Targeting eosinophils: severe asthma and beyond
Recent research in the field of bronchial asthma has mainly focused on eosinophilic disease phenotype. Several trials proved the efficacy and safety profile of eosinophils and interleukin (IL)-5 targeting molecules, currently approved for severe asthma and available on the market. They include mepolizumab and reslizumab, IL-5 blocking molecules, and benralizumab, targeting the IL-5 receptor and eliciting a NK cell-mediated antibody-dependent cellular cytotoxicity against eosinophils. Eosinophilic inflammation represents the common pathophysiological background of several conditions, providing the rationale for the use of the same biologics beyond asthma. Although with different evidence grade, from clinical trials to case reports, anti-IL-5 biologics have been investigated in eosinophilic granulomatosis with polyangitis, allergic bronchopulmonary aspergillosis, chronic eosinophilic pneumonia, nasal polyposis, hypereosinophilic syndrome, and eosinophilic esophagitis.

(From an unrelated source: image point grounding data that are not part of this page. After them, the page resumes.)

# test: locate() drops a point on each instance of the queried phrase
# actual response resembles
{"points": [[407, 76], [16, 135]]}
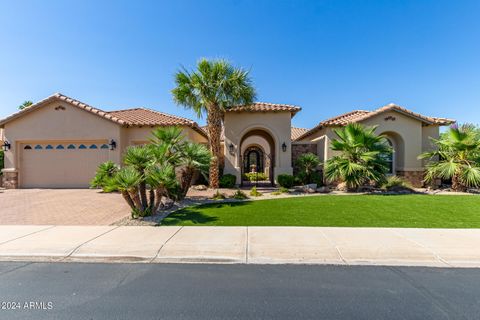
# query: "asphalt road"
{"points": [[173, 291]]}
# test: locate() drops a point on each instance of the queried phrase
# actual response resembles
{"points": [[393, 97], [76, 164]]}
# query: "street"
{"points": [[188, 291]]}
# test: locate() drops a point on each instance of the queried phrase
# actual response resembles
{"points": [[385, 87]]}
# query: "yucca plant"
{"points": [[361, 158], [457, 157]]}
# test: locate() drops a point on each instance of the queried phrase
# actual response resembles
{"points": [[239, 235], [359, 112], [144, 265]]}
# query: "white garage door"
{"points": [[60, 165]]}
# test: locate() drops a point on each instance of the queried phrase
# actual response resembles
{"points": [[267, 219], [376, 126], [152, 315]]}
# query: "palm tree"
{"points": [[457, 157], [308, 164], [126, 181], [194, 158], [361, 159], [140, 158], [213, 88], [25, 104]]}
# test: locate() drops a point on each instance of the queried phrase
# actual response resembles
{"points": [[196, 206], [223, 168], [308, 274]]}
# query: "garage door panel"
{"points": [[65, 165]]}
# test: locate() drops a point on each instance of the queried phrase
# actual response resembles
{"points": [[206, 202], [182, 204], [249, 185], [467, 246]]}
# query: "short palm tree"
{"points": [[457, 157], [361, 159], [213, 88], [308, 164], [194, 158]]}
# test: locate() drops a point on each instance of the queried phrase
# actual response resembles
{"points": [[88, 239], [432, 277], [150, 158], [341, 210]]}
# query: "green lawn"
{"points": [[412, 211]]}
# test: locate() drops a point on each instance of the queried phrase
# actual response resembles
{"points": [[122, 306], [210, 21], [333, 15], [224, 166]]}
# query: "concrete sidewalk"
{"points": [[253, 245]]}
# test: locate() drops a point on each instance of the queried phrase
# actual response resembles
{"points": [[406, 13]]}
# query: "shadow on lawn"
{"points": [[194, 215]]}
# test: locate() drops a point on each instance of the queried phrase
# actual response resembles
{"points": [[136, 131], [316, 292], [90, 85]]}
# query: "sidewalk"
{"points": [[252, 245]]}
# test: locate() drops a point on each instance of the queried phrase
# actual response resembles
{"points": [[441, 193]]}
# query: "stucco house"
{"points": [[58, 142]]}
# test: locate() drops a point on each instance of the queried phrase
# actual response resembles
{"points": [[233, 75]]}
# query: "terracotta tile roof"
{"points": [[297, 132], [360, 115], [265, 107], [61, 97]]}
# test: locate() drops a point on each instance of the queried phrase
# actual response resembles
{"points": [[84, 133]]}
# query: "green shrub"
{"points": [[218, 196], [255, 176], [286, 180], [239, 195], [255, 193], [228, 181], [396, 182]]}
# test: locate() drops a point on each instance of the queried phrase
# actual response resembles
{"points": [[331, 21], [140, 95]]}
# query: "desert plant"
{"points": [[228, 181], [239, 195], [457, 157], [255, 193], [212, 89], [105, 172], [308, 164], [362, 157], [286, 180]]}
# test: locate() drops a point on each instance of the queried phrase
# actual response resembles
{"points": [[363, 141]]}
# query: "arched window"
{"points": [[389, 158]]}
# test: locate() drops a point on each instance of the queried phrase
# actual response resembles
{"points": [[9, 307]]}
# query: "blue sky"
{"points": [[328, 57]]}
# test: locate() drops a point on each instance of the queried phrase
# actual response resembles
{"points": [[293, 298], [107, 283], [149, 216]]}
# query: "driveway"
{"points": [[61, 207]]}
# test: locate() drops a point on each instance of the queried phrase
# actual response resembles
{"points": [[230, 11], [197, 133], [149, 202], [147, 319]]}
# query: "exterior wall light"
{"points": [[6, 145], [113, 144]]}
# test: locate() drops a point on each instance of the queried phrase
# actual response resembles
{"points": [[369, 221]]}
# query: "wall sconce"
{"points": [[6, 145], [113, 144]]}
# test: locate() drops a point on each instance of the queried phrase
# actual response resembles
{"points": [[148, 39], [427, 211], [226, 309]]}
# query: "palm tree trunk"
{"points": [[214, 123]]}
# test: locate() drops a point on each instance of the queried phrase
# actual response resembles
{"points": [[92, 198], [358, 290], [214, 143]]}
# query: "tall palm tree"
{"points": [[194, 158], [457, 157], [361, 159], [211, 89]]}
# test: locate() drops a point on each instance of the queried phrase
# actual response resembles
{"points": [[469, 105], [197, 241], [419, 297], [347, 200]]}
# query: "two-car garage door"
{"points": [[60, 165]]}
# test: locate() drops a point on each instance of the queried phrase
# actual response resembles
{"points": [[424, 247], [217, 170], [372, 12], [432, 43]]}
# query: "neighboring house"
{"points": [[59, 142]]}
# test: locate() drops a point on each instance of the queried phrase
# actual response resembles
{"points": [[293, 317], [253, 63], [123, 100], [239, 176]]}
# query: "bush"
{"points": [[255, 176], [396, 183], [286, 180], [228, 181], [254, 192], [239, 195]]}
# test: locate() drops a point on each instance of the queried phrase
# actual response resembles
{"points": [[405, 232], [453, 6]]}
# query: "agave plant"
{"points": [[362, 157], [457, 157]]}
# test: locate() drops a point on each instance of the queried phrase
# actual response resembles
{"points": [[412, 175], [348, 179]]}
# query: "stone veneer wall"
{"points": [[10, 180], [301, 148], [415, 177]]}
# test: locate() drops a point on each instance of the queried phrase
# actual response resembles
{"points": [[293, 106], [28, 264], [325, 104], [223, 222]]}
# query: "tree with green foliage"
{"points": [[457, 157], [211, 89], [361, 158], [25, 104]]}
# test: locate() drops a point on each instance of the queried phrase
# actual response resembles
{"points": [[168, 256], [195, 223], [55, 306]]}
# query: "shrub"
{"points": [[228, 181], [255, 176], [396, 182], [218, 196], [255, 193], [286, 180], [239, 195]]}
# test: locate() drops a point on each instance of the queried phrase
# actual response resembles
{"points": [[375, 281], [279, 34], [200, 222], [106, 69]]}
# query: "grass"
{"points": [[408, 211]]}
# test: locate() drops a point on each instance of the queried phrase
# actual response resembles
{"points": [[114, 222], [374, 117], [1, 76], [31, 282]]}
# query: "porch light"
{"points": [[113, 144], [6, 145]]}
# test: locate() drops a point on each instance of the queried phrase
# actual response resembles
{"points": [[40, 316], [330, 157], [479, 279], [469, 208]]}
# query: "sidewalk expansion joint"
{"points": [[84, 243], [161, 247], [28, 234]]}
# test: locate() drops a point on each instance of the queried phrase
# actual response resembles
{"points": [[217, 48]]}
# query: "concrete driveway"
{"points": [[60, 207]]}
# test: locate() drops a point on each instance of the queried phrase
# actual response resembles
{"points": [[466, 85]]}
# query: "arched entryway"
{"points": [[257, 148]]}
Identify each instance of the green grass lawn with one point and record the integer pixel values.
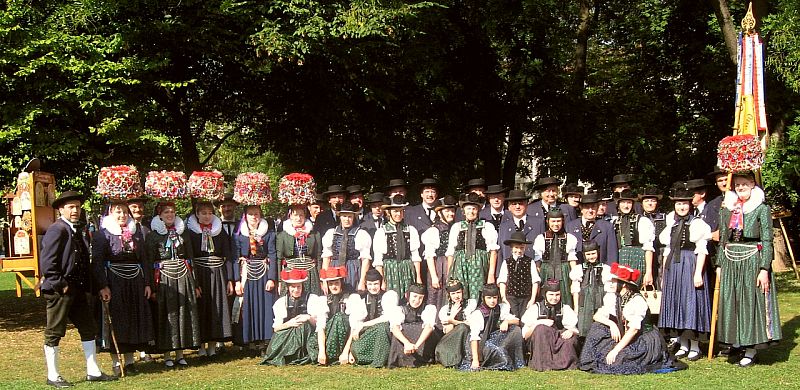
(22, 363)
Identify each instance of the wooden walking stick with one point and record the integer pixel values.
(715, 304)
(120, 356)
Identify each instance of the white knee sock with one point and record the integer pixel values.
(51, 358)
(91, 359)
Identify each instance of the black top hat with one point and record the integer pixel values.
(696, 184)
(680, 191)
(355, 189)
(347, 208)
(717, 171)
(517, 195)
(397, 183)
(621, 179)
(447, 202)
(626, 195)
(335, 189)
(472, 183)
(572, 189)
(67, 196)
(397, 201)
(517, 238)
(471, 199)
(592, 197)
(429, 182)
(651, 192)
(495, 189)
(546, 182)
(376, 197)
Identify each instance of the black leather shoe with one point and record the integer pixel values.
(100, 378)
(59, 383)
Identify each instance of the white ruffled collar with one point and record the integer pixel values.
(111, 225)
(289, 229)
(263, 228)
(159, 227)
(756, 199)
(194, 225)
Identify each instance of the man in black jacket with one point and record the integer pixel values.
(66, 284)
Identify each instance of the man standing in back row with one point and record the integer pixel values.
(67, 286)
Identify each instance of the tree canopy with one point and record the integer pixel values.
(361, 91)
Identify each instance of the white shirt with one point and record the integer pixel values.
(362, 244)
(503, 277)
(488, 232)
(379, 246)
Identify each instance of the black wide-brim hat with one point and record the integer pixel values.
(546, 182)
(67, 196)
(495, 189)
(396, 183)
(375, 197)
(627, 195)
(472, 183)
(515, 195)
(335, 189)
(621, 179)
(696, 184)
(651, 192)
(471, 199)
(448, 202)
(592, 197)
(355, 189)
(429, 182)
(517, 238)
(572, 189)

However, non-negligible differences between asthma and other eosinophilic diseases, particularly in eosinophils homing (blood and/or tissues), target organs and thus clinical features, probably account for the different response to the same drug in different clinical conditions and highlights the need for tailoring the therapeutic approach by modulating the drug dose and/or by combination therapy with multiple drugs.
The optimal safety and tolerability profile of anti-IL-5 drugs warrants further and larger experimental and real-life investigations, which are needed especially in the field of non-asthma eosinophilic diseases.
This review aims at summarizing the rationale for the use of biologics in eosinophilic diseases and their mechanisms of action. The current efficacy and safety evidence about eosinophils and IL-5 targeting molecules in asthma and in eosinophilic conditions beyond bronchi is also discussed.